Review of "Hank Boyd is Dead" by Jason Minton
Hank Boyd is Dead - 2015
Production by: Cat in a Bag Productions
Distribution by: Terror Films
A caterer Sarah Walsh (Stefanie E. Frame) enters the home of Hank Boyd, reluctantly serving his wake. Hank Boyd was a quiet man Sarah had went to high school with. He stood accused of horrific crimes, taking his own life before he could stand trial. Though Hank was a strange kid, Sarah never believed he could be guilty of such crimes. Her instinct of his innocence only grows stronger as she serves his family. His brother David (David Christopher Wells) is a local cop with a checkered past. Hank’s sister Aubrey (Liv Rooth) is more withdrawn and quiet than Hank was in high school. Their mother Beverly (Carole Monferdini) is a socialite has a touch of out of touch crazy. Sarah soon finds herself held hostage by her job, then the family itself. Family secrets are revealed as Sarah fights for her freedom and her life.
Hank Boyd is Dead is an interesting film. It calls itself, “A comedy of terrors” but not having read that before watching the film it was a third of the way through it before I realized this wasn’t just a normal thriller. It wasn’t a complete spoof though. It felt more like Will Ferrell’s Lifetime movie A Deadly Adoption, where you’re waiting for the punchline the whole film. You’re expecting a spoof and it plays out mostly like the lifetime movie you’d normally expect.
Hank Boyd is Dead is a partial pretend documentary, with small documentary segments interrupting as the movie plays out. Think of 2009’s The Fourth Kind for reference. Though The Fourth Kind pulled off the realistic aspect of their documentary better. Interruptions aside, there is a very interesting story that plays out on screen. The Boyd family is messed up but For his first time feature, writer/director Sean Melia didn’t quite capture the shock value intended.
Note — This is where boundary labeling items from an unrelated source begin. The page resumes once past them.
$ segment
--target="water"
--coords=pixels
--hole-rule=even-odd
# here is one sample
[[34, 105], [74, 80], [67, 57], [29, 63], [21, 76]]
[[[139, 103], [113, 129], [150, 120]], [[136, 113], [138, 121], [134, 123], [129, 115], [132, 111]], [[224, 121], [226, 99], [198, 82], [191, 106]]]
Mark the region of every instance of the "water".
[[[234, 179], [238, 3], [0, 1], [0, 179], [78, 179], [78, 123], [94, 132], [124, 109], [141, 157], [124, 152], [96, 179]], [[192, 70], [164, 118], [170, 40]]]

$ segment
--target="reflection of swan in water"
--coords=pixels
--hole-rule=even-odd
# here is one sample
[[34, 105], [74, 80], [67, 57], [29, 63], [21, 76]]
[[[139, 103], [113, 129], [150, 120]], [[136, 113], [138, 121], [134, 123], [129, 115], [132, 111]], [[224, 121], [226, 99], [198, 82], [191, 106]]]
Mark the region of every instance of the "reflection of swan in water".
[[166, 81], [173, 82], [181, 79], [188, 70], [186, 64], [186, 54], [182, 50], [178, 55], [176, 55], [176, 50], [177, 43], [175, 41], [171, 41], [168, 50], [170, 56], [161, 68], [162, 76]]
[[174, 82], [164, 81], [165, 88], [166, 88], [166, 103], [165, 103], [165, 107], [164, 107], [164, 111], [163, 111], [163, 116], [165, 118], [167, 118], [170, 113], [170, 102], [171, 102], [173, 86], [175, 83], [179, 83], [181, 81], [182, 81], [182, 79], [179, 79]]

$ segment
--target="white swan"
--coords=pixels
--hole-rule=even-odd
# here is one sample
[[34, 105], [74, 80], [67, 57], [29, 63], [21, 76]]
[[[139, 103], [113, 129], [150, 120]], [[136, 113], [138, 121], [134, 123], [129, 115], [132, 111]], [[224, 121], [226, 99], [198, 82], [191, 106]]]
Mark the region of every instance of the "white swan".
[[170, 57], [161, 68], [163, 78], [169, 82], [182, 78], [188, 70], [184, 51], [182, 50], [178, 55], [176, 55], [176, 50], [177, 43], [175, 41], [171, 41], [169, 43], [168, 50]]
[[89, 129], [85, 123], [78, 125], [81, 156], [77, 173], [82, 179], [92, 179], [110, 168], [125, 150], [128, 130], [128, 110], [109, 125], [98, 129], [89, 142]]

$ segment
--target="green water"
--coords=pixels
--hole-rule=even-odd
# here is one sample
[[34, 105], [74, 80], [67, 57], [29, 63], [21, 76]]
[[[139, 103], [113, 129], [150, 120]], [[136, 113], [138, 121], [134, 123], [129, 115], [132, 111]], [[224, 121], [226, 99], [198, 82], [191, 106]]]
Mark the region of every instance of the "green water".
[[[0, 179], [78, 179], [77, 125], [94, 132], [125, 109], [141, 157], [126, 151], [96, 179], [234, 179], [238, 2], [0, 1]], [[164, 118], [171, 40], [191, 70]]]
The camerawork in the film is better than most but still has noticeable room for improvement. The score was awkward. I don’t want to say it didn’t work because I’m not sure what to make of it. It did stand out though. The acting in the film isn’t horrible and I’d hate to blame poor performances on the actors. Melia had a good script and story to tell but his dialogue was a bit unrealistic.
I have mixed reviews on this one as it’s a film that doesn’t fit into the movie standard. It’s a good story to tell but poor dialogue to tell it. I like some of the turns the movie takes. It’s mostly looks professionally filmed but at times there are odd shots from a camera out of place. The comedy, horror intentions were missed on me. Not a bad first outing, I want to say you’re halfway there.